Awaji Yumebutai, conceived by world renowned Japanese architect Tadao Ando, is a one of a kind environment creation close to Awajishima’s northeastern tip and overlooking Osaka Bay. The project is intended to counteract some of the damage that modern development projects have had upon the natural world, while serving as a memorial to 1995’s Great Hanshin Awaji Earthquake (the epicenter of which lies close by).
The attraction is built upon a dynamically sweeping hillside that was stripped of soil to provide materials for Kansai International Airport’s artificial island, which sits out in the bay. The brilliance of Ando’s design is in how it restores a sense of natural beauty to the site while simultaneously embodying the same boldly contemporary vision seen in his other creations, such as the Chichu Art Museum on nearby Naoshima and Tokyo’s 21_21 Design Sight.
Opened in 2000 and given a name translating as “Awaji Dream Stage,” the expansive site contains a number of outdoor installations emphasizing the magnificence of the natural world, along with facilities including shops, restaurants, and a hotel and conference center.

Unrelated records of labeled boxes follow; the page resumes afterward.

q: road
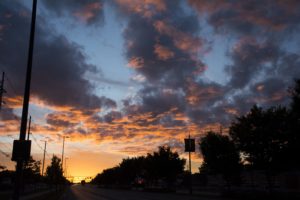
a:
[61,185,225,200]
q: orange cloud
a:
[74,2,102,22]
[153,20,203,55]
[116,0,166,18]
[127,57,144,69]
[154,44,174,60]
[186,82,222,106]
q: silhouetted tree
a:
[92,146,185,186]
[285,79,300,170]
[23,156,41,183]
[146,146,186,186]
[199,131,241,186]
[229,105,288,170]
[119,156,145,184]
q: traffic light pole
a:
[13,0,37,200]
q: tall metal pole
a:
[13,0,37,200]
[42,141,47,176]
[189,134,193,194]
[27,116,31,140]
[65,157,69,177]
[61,136,65,170]
[0,72,5,110]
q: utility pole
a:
[189,134,193,194]
[184,134,195,194]
[13,0,37,200]
[65,157,69,177]
[42,141,47,176]
[61,136,69,173]
[27,116,31,140]
[0,72,6,110]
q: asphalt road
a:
[61,185,223,200]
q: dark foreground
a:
[61,185,227,200]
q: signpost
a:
[184,134,195,194]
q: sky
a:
[0,0,300,180]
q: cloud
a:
[189,0,300,35]
[41,0,104,25]
[0,1,116,109]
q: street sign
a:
[184,138,195,152]
[11,140,31,161]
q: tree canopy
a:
[199,131,240,175]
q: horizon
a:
[0,0,300,181]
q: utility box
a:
[184,138,195,152]
[11,140,31,161]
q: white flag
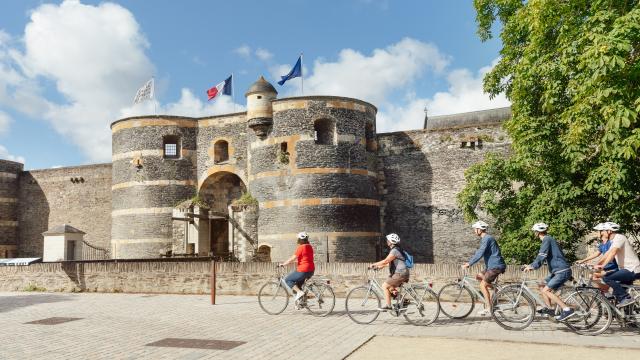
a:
[133,78,153,105]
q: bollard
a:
[211,260,216,305]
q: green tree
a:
[458,0,640,263]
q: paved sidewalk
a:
[0,293,640,359]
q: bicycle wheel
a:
[563,289,613,336]
[345,286,380,324]
[491,285,536,330]
[438,283,475,319]
[258,281,289,315]
[403,285,440,326]
[306,283,336,316]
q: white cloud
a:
[378,60,511,132]
[278,38,449,104]
[0,111,11,135]
[0,145,25,164]
[256,48,273,61]
[233,45,251,58]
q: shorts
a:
[385,272,409,287]
[544,269,571,291]
[480,268,505,284]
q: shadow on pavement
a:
[0,294,73,313]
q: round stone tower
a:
[247,78,381,262]
[0,160,23,258]
[111,116,197,258]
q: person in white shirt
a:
[596,222,640,307]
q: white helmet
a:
[387,233,400,245]
[593,223,606,231]
[604,221,620,232]
[531,223,549,232]
[471,220,489,230]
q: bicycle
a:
[345,268,440,326]
[491,267,611,332]
[438,269,500,319]
[567,265,640,335]
[258,266,336,316]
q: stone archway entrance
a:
[198,171,247,260]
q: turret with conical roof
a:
[244,76,278,138]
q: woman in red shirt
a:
[280,231,315,300]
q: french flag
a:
[207,75,233,100]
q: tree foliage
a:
[458,0,640,262]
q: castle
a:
[0,77,510,262]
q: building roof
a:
[42,224,86,235]
[244,76,278,96]
[424,106,511,130]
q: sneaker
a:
[616,297,635,307]
[556,309,576,321]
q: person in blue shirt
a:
[576,223,618,293]
[462,221,507,316]
[524,223,575,321]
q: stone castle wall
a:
[17,164,111,257]
[378,125,509,263]
[0,160,22,258]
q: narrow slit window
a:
[163,135,180,159]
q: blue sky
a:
[0,0,508,169]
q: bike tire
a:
[562,289,613,336]
[491,285,536,330]
[305,283,336,317]
[402,284,440,326]
[438,283,476,319]
[345,286,381,325]
[258,281,289,315]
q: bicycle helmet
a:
[531,223,549,232]
[471,220,489,230]
[387,234,400,245]
[604,221,620,232]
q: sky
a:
[0,0,509,169]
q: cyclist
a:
[524,223,575,321]
[462,221,507,316]
[576,223,618,293]
[369,234,409,311]
[280,231,315,301]
[596,222,640,307]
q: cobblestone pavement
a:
[0,293,640,359]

The highlight of Awaji Yumebutai, for most visitors, is the Hyakudanen (‘hundred stepped gardens’). This is a collection of precisely 100 square shaped and concrete encased flower beds, all 4.5 sq. meters in size and interconnected by some 235 staircases, covering a wide expanse of the hillside. Up close, the cubes enable chrysanthemums and other flora to be enjoyed all year round, but Ando’s concept manifests itself in full when the Hyakudanen is viewed from the top of the hill: the sight of nature encased in a mathematical, grid like system is at once breathtaking and thought provoking. Illuminated after sundown (by lights installed at precisely uniform intervals, of course) the effect is more impressive still.
Numbers are clearly a key element in Ando’s schema: besides the 100 flowerbeds of the Hyakudanen, the adjacent 10,000 sq. meter Shell Garden contains exactly 1,000 spurting water fountains and was spread manually with one million scallops. Both the Hyakudanen and Shell Garden form part of the 20,400 sq. meter Observation Terrace, which offers a spectacular panoramic view over Osaka Bay. Stark concrete observation towers, accessed by glass sided walkways, offer the best vantage points.
Awaji Yumebutai also boasts Japan’s largest greenhouse, the 6,700 sq. meter Kiseki no Hoshi (also known as the Plants Museum of Miracle Planet). Here a pair of glass rectangles intersect each other to form a structure of towering height, with the greenhouse taking the coexistence of man and nature as a theme. It houses a vast array of plants from across the globe. Again, this is a spectacle that gains even more charm when it is illuminated in the evening.
Elsewhere you will find an outdoor theater that periodically hosts performances of traditional Awaji puppet theater, the Promenade Garden, which is contained within a 380-meter-long glass corridor, and Koryu no Tsubasa port, which offers sightseeing cruises around the landmark Akashi Kaikyo Bridge.
Restaurants include Kitora, which takes advantage of the region’s freshest seafood, while the Naruto Chidori gift shop offers local culinary specialties to take home. If all this sounds appealing, then consider staying a night or two in Awaji Yumebutai’s on site hotel: the Westin Awaji Island resembles a sailboat, with all of its rooms having a great view of Osaka Bay.